There were “no snobs like patrician snobs”, wrote historian Tom Holland in his wonderful 2003 book, Rubicon, about the last decades of the Roman republic.
“They had the right to wear fancy shoes. They claimed to hobnob with gods. Some even claimed to be descended from gods,” he wrote.
Patricians governed the republic at first. But the plebeians didn’t take things lying down. They went out on strike. For more than a century the two groups scrapped, with the patricians giving ground and the plebeians gaining power and influence until 367BC when theoretical political equality was achieved.
It’s from this period we have the word “plebiscite”, which were the Acts of the Plebeian legislative assembly.
It’s not difficult to think that the ancient Roman republic sounds terribly democratic, with commoners demanding rights from the elites and eventually becoming their political equals. And certainly elected officials – whether patricians or plebeians – had to woo voters.
Here’s Cicero on being a Roman politician: “Those of us who are storm-tossed on the waves of popular opinion must devote ourselves to the will of the people, massage it, nurture it, try to keep it happy when it seems to turn against us . . . If political rewards are indeed our goal, then we should never tire of courting the voters.”
But Roman “democracy” had its limits. By 367BC there were patricians and plebeians with theoretical political equality, but it also produced wealthy plebeians who had “lost all incentive to side with the poor”, Holland said.
They focused on concentrating power and “buying up” property instead, similar to a lot of elected representatives today.
Inequality was “the price that citizens of the Roman republic willingly paid for their sense of community”, Holland concluded.

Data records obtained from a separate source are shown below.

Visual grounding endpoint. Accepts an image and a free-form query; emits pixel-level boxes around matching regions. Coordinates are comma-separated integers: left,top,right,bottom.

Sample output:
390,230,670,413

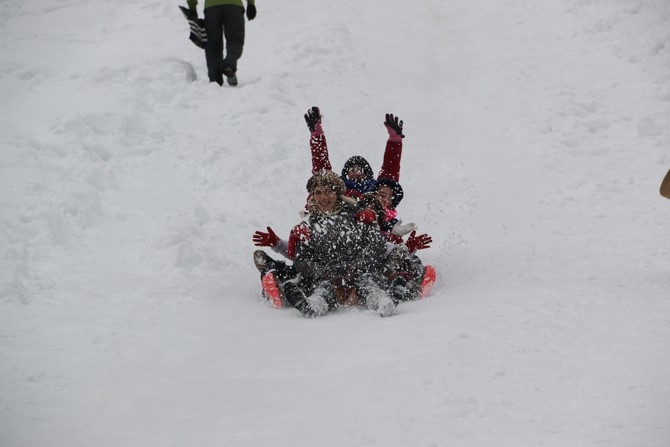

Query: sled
261,272,283,309
419,265,437,298
661,169,670,199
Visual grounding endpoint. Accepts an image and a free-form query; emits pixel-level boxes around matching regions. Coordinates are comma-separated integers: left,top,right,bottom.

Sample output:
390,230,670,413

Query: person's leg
221,5,245,77
283,282,320,318
203,6,225,85
253,250,296,308
404,255,428,299
387,276,409,304
305,281,337,315
357,273,396,317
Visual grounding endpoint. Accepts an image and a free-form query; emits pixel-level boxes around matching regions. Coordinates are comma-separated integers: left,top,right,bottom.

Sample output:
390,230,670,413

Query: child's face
375,185,393,208
347,165,365,181
312,186,338,212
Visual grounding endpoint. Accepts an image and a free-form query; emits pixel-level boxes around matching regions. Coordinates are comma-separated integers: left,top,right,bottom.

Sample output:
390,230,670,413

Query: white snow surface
1,0,670,446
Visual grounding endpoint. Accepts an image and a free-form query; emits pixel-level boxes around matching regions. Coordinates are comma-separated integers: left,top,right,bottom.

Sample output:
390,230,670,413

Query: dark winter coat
289,203,387,287
341,156,377,197
187,0,254,9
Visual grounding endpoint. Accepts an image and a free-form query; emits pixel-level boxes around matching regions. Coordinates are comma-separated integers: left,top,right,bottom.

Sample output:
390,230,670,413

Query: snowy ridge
1,0,669,446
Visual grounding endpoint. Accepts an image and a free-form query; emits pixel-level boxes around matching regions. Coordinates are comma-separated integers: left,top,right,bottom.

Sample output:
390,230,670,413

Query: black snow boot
357,273,396,317
253,250,274,273
223,67,238,86
388,276,409,305
283,281,319,318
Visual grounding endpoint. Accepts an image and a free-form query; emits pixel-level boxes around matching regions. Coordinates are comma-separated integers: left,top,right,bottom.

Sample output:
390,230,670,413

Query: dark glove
253,226,279,247
246,3,256,20
304,106,322,134
384,113,405,140
405,230,432,253
179,5,198,20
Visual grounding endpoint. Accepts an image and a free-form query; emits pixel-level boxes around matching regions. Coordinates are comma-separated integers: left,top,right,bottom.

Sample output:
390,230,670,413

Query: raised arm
377,113,404,182
305,106,332,174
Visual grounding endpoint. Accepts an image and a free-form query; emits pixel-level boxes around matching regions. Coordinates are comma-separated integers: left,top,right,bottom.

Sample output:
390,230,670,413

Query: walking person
186,0,256,86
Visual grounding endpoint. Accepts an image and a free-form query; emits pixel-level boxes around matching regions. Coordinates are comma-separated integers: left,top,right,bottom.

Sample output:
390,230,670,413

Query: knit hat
341,156,374,180
306,170,346,196
375,177,404,209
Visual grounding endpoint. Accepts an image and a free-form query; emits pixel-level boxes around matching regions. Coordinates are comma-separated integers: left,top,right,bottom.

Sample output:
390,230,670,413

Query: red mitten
405,230,432,253
253,226,279,247
355,209,378,224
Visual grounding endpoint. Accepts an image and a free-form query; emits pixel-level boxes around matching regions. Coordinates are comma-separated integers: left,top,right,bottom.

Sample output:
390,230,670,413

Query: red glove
355,209,378,224
253,226,279,247
405,230,432,253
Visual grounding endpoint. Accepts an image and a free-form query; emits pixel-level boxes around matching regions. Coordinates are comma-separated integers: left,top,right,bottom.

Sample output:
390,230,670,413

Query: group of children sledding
252,107,436,317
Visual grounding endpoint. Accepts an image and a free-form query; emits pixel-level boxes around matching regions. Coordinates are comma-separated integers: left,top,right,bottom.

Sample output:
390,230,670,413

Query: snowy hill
1,0,669,446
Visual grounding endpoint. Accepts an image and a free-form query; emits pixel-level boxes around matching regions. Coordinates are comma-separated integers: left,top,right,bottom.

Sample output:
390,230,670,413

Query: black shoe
253,250,274,273
283,282,318,318
388,277,409,305
357,274,396,317
223,67,238,86
308,281,337,314
226,74,238,86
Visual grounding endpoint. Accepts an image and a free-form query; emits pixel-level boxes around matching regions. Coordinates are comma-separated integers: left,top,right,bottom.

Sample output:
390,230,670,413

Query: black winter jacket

Cicero is lauded today as one of the most influential men in history. The discovery of his writings is credited with initiating the 14th Century Renaissance and the rise of humanism. But Cicero’s contemporary critics ridiculed his inconsistency and tendency to shift position as the political climate changed.
“Would that he had been able to endure prosperity with greater self-control, and adversity with more fortitude,” wrote Roman historian Gaius Asinius Pollio.

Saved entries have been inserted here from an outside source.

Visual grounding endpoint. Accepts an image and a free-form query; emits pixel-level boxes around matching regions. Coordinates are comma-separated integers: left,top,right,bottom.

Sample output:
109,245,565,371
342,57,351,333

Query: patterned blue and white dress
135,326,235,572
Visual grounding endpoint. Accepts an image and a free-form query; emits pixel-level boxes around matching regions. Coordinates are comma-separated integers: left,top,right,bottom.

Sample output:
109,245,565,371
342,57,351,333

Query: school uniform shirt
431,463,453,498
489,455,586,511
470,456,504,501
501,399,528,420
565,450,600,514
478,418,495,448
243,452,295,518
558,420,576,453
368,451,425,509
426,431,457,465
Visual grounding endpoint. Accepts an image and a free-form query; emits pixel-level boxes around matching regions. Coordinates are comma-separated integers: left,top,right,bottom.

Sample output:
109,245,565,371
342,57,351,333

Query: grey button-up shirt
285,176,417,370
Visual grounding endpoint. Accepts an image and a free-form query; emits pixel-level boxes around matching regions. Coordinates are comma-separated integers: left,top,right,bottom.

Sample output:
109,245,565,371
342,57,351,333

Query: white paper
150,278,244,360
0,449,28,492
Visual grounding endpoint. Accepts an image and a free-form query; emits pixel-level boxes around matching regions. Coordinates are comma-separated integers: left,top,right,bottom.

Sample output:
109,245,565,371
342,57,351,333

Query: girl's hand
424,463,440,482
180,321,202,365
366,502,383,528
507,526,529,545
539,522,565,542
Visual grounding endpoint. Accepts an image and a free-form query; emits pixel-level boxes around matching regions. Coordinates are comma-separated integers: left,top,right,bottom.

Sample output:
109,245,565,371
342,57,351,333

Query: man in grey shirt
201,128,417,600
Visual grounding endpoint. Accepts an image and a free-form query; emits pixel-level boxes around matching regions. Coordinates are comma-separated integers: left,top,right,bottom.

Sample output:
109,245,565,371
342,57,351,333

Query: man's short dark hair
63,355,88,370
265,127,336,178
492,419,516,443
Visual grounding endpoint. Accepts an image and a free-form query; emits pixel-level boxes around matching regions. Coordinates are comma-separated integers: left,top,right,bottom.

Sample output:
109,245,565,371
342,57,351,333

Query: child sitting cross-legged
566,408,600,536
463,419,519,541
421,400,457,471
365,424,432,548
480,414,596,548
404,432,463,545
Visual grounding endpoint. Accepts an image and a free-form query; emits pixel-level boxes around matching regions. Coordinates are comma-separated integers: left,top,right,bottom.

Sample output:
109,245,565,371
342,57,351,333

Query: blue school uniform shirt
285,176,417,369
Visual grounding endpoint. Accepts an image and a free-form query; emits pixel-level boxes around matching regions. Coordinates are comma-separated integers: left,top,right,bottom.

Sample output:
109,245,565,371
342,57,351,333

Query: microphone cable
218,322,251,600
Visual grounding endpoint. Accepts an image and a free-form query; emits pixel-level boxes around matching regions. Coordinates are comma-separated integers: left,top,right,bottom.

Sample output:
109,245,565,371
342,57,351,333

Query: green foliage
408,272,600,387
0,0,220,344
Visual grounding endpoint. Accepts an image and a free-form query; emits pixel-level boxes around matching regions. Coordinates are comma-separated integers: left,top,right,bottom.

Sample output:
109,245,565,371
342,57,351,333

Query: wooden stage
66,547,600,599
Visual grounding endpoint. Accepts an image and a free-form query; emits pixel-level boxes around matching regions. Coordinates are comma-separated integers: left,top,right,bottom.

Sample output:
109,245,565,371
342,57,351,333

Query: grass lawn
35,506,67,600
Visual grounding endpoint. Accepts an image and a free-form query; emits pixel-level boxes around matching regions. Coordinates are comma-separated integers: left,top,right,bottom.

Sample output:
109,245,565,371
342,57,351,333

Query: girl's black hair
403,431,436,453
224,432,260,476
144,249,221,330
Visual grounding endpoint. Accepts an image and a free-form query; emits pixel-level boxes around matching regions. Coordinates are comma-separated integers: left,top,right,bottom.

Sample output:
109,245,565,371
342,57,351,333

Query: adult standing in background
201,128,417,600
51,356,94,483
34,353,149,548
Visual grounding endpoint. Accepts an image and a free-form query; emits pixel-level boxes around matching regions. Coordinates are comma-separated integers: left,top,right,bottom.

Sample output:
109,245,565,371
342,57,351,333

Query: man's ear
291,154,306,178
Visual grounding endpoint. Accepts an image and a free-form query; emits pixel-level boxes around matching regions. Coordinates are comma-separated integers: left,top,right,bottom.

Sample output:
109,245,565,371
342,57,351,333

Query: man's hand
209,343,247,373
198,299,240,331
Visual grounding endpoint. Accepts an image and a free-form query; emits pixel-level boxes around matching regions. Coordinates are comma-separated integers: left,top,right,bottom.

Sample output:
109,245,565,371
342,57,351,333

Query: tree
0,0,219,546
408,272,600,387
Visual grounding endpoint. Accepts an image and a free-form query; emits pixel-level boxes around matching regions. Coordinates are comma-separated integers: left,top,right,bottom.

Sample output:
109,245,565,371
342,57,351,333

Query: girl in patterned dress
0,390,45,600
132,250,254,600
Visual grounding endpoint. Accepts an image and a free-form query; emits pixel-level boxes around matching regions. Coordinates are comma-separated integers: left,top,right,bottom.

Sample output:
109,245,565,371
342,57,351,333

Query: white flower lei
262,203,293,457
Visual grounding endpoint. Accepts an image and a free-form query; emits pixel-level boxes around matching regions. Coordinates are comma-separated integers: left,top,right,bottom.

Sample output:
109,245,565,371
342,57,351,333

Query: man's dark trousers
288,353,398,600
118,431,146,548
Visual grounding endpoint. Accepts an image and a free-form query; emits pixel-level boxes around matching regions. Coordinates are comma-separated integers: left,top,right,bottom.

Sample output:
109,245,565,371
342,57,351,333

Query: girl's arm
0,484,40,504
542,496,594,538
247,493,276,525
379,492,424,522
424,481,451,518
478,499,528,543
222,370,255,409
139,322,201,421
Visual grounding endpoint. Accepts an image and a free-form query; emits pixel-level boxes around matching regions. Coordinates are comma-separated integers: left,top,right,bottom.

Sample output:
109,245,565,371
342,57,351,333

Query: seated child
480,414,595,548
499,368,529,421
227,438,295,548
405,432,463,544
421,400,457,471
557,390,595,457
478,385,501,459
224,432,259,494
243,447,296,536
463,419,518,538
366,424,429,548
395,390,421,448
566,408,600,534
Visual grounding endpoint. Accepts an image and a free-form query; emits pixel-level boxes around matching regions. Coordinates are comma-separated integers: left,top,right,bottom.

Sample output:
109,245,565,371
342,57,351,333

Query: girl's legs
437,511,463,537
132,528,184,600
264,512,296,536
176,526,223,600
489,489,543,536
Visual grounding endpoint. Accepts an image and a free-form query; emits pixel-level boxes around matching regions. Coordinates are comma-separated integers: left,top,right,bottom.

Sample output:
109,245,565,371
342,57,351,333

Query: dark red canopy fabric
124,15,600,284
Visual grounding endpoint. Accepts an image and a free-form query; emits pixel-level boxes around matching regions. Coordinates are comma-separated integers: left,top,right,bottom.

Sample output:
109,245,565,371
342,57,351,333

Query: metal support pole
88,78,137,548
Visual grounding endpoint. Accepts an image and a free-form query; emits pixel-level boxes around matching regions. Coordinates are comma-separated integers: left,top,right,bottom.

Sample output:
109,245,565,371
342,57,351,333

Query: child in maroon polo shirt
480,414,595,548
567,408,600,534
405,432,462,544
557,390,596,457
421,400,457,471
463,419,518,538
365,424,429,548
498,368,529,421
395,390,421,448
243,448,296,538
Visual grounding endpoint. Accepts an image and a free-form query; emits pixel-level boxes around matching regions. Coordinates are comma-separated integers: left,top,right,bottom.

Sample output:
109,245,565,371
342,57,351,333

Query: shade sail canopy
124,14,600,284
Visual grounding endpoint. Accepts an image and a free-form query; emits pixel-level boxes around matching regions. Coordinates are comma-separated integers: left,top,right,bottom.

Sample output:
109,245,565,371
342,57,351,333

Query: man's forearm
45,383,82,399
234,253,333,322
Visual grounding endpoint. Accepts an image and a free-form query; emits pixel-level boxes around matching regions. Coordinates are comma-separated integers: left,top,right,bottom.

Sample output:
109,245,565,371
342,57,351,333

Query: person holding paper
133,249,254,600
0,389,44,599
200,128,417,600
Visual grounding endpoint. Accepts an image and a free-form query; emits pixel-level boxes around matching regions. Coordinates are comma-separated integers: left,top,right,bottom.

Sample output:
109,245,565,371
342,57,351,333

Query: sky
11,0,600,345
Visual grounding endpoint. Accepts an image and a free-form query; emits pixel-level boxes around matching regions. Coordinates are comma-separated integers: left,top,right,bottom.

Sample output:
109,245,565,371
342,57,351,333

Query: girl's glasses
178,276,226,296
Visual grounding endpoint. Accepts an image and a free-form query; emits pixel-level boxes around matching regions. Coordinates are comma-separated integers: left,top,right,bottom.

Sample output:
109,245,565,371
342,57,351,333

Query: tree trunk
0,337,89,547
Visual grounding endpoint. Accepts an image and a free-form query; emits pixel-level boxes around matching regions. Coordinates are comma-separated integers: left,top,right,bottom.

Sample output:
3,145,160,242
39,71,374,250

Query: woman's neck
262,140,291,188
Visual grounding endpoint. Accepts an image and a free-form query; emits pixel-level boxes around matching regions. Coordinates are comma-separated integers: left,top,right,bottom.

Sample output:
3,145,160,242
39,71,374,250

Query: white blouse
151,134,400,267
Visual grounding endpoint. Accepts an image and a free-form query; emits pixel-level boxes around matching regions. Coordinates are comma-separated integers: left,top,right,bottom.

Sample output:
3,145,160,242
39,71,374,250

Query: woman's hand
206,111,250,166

And so, somewhat inevitably given talk of plebiscites, inconsistency and shifting position as the political climate changes, we come to Malcolm Turnbull and the $122 million same sex marriage postal plebiscite – the orphan love child or demon spawn of a political system that’s now so far up its own orifice on the issue that majority public sentiment counts for nothing.
The same sex marriage “debate” has become politicians fighting for the sake of fighting and a wasteful and worthless postal plebiscite dressed up as a win for democracy and the people’s right to have a say.
It’s the plebiscite you have when you can’t even muster enough votes in Parliament to have a traditional plebiscite, and where even a traditional plebiscite is a red herring because a big chunk of both major parties’ political representatives are hung up on the issue.
In ancient Rome there was a word to describe an aristocrat politician who relied on being seen as a man with the common touch, who represented the poor and unfortunate – a “populare”. Such a politician - “no matter how overweening his personal ambition, could not afford to appear haughty”, Holland said.
But such a politician was “always regarded with suspicion by the more conservative elements in the nobility”. A “populare” was invariably suspected of going too far to help the poor or supporting radical, un-Roman reforms.
And in Rome it was the “populares” – caught between commoners and conservatives – who almost inevitably went mad or lost their heads.